His hand slid from my hip to the small of my back, dragging me closer until there wasn’t room for even air between us. The sheet tangled around our legs, the cotton dragging over skin. I could feel every inch of him, hot and solid and very far from fragile.

My pulse stuttered.

He made a low sound in the back of his throat, something between a groan and a laugh, and then his mouth was on mine.

The first kiss was unhurried. His lips were warm, his stubble scraping faintly against my skin, grounding me. He kissed me like we had all the time in the world and no time at all, contradictions layered like everything else between us.

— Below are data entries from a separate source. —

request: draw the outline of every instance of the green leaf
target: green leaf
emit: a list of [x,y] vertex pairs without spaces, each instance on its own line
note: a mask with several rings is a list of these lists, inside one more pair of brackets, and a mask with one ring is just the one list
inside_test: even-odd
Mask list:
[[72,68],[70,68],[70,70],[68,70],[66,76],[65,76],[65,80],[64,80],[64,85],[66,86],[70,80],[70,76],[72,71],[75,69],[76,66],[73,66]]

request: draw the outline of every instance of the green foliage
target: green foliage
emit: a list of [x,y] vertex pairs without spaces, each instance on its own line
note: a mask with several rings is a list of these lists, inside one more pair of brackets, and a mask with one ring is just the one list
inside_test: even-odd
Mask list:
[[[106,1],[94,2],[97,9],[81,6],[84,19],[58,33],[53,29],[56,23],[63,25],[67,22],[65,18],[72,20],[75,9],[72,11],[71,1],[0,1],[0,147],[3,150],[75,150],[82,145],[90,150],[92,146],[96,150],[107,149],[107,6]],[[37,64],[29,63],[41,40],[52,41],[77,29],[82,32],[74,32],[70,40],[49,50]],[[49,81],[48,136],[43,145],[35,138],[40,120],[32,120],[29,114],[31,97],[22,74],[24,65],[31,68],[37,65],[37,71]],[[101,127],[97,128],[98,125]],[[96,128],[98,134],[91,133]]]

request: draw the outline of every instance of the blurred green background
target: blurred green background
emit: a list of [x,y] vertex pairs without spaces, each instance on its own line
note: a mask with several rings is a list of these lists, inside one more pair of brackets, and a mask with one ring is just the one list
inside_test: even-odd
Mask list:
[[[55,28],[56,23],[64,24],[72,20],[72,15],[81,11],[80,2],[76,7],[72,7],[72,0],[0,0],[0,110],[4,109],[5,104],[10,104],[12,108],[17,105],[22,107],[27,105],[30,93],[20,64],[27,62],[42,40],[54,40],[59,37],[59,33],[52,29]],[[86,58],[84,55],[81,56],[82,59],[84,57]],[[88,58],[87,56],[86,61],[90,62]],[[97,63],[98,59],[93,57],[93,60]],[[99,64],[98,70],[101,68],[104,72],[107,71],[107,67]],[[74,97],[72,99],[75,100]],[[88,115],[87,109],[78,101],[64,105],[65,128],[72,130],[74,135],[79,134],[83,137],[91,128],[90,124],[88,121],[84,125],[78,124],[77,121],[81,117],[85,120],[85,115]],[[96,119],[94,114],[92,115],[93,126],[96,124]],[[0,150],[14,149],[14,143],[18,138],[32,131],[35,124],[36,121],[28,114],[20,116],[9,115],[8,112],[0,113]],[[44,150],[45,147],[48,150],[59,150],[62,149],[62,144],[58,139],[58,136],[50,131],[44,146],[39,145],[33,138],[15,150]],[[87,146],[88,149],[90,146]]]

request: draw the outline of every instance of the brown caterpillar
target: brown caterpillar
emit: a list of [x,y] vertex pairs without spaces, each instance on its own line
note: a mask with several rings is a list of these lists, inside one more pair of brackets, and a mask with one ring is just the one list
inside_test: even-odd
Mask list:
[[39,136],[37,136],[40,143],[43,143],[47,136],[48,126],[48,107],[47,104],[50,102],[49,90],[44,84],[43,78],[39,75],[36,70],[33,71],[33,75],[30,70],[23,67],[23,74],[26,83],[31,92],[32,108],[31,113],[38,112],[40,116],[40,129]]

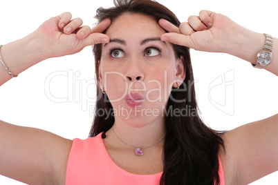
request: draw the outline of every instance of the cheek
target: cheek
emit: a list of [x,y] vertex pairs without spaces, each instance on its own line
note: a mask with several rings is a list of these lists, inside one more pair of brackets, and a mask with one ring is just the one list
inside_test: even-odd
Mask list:
[[122,99],[127,93],[128,84],[124,77],[118,72],[106,72],[104,81],[110,100]]

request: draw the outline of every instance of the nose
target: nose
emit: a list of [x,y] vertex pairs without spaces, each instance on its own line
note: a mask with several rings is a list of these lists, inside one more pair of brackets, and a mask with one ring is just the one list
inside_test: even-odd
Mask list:
[[125,74],[127,81],[142,81],[144,79],[144,75],[142,70],[143,66],[140,66],[139,63],[137,61],[128,62]]

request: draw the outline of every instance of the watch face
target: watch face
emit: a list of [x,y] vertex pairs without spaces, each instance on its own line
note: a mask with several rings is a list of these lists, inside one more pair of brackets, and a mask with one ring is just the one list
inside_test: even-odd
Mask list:
[[261,50],[257,57],[257,65],[266,67],[272,59],[272,54],[267,50]]

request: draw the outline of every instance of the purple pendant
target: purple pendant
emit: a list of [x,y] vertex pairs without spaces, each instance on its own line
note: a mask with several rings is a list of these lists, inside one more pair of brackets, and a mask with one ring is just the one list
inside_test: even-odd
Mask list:
[[135,150],[135,154],[138,156],[141,156],[143,155],[143,152],[141,150],[140,148],[138,148],[136,149],[136,150]]

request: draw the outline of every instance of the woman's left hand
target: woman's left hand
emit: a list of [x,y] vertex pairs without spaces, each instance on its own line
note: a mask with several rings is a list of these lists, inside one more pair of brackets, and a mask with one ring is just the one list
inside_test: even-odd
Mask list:
[[[188,22],[180,23],[179,28],[163,19],[159,21],[159,24],[169,32],[162,35],[162,41],[197,50],[226,52],[236,56],[241,55],[238,52],[243,46],[241,43],[243,39],[241,40],[244,37],[243,35],[253,34],[252,37],[258,38],[258,35],[254,35],[257,33],[240,26],[228,17],[208,10],[201,11],[199,16],[190,16]],[[261,48],[264,42],[263,35],[259,34],[259,37],[261,39],[258,41],[258,48],[261,46]],[[254,43],[245,43],[249,45],[248,48],[257,50],[252,48]],[[242,56],[237,57],[242,58]]]

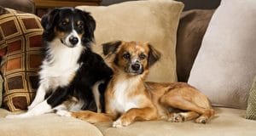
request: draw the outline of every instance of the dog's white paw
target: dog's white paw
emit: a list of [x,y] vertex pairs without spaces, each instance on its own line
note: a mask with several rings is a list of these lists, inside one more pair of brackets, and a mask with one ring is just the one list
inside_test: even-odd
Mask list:
[[113,122],[112,127],[113,127],[113,128],[122,128],[122,127],[124,127],[124,125],[122,124],[121,121],[119,119],[118,119],[117,121]]
[[5,118],[25,118],[26,117],[26,114],[18,114],[18,115],[8,115]]
[[118,119],[115,122],[113,122],[112,127],[113,128],[122,128],[122,127],[126,127],[130,125],[131,122],[125,121],[124,119]]
[[174,113],[172,117],[168,119],[169,122],[182,122],[185,121],[185,117],[179,113]]
[[67,110],[57,110],[56,114],[60,116],[66,116],[66,117],[71,117],[71,112]]

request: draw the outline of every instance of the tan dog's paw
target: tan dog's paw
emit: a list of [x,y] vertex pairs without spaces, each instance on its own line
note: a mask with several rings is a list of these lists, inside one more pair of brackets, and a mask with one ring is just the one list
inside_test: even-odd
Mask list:
[[71,117],[71,113],[67,110],[57,110],[56,115],[60,116]]
[[118,120],[113,122],[112,127],[113,128],[122,128],[126,127],[131,123],[128,117],[119,117]]
[[168,119],[169,122],[182,122],[185,121],[185,117],[178,113],[174,113],[172,117]]
[[196,123],[206,124],[208,122],[208,117],[200,116],[195,120]]

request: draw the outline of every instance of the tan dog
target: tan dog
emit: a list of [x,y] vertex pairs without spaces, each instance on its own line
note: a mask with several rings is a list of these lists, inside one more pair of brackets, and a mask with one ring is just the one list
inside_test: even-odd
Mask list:
[[103,44],[103,54],[110,59],[114,72],[105,93],[106,113],[85,110],[68,116],[91,123],[118,118],[113,127],[124,127],[138,120],[155,119],[179,122],[196,118],[195,122],[206,123],[214,115],[207,96],[187,83],[144,82],[148,68],[160,57],[150,44],[117,41]]

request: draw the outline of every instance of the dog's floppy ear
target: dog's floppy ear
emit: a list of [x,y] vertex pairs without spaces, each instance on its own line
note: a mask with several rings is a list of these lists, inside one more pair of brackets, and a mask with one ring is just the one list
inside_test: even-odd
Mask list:
[[151,44],[148,43],[148,45],[149,48],[148,65],[150,67],[160,59],[161,54],[153,48]]
[[84,18],[84,35],[85,37],[83,37],[84,42],[94,42],[94,31],[96,29],[96,21],[90,13],[82,10],[80,10],[80,12],[82,13]]
[[102,44],[103,54],[108,55],[116,52],[117,48],[121,45],[122,41],[109,42]]
[[44,14],[41,20],[41,25],[44,30],[49,31],[52,28],[54,20],[57,14],[59,14],[59,8],[54,8],[49,13]]

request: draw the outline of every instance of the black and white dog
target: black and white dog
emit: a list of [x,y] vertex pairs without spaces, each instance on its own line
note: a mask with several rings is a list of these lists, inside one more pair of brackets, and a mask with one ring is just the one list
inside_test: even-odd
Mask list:
[[104,97],[98,87],[106,81],[105,86],[101,86],[104,91],[113,71],[91,51],[94,19],[87,12],[61,8],[44,15],[41,23],[46,55],[36,97],[27,112],[7,117],[28,117],[55,110],[101,112]]

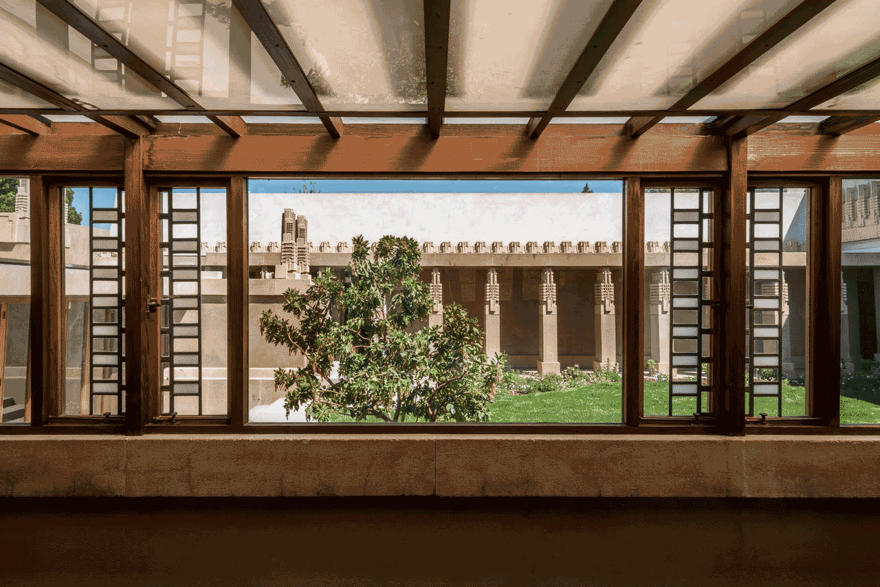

I opened for him, and the kiss deepened.

Flashes of memory sparked. This was different. Still hungry, still threaded with urgency, but there was something else now. A steadiness. A claim.

His hand slid up my spine, under the hem of my T-shirt, fingers splaying against bare skin. I sucked in a breath at the contact, heat licking up my back.

“Still okay?” he murmured against my mouth.

I nodded, words not entirely accessible.

“Use your words, Emerson,” he said, that faint command in his tone sending a shiver through me.

“I’m okay,” I managed. “More than okay.”

“Good,” he said. “Because I’ve been trying very hard to behave.”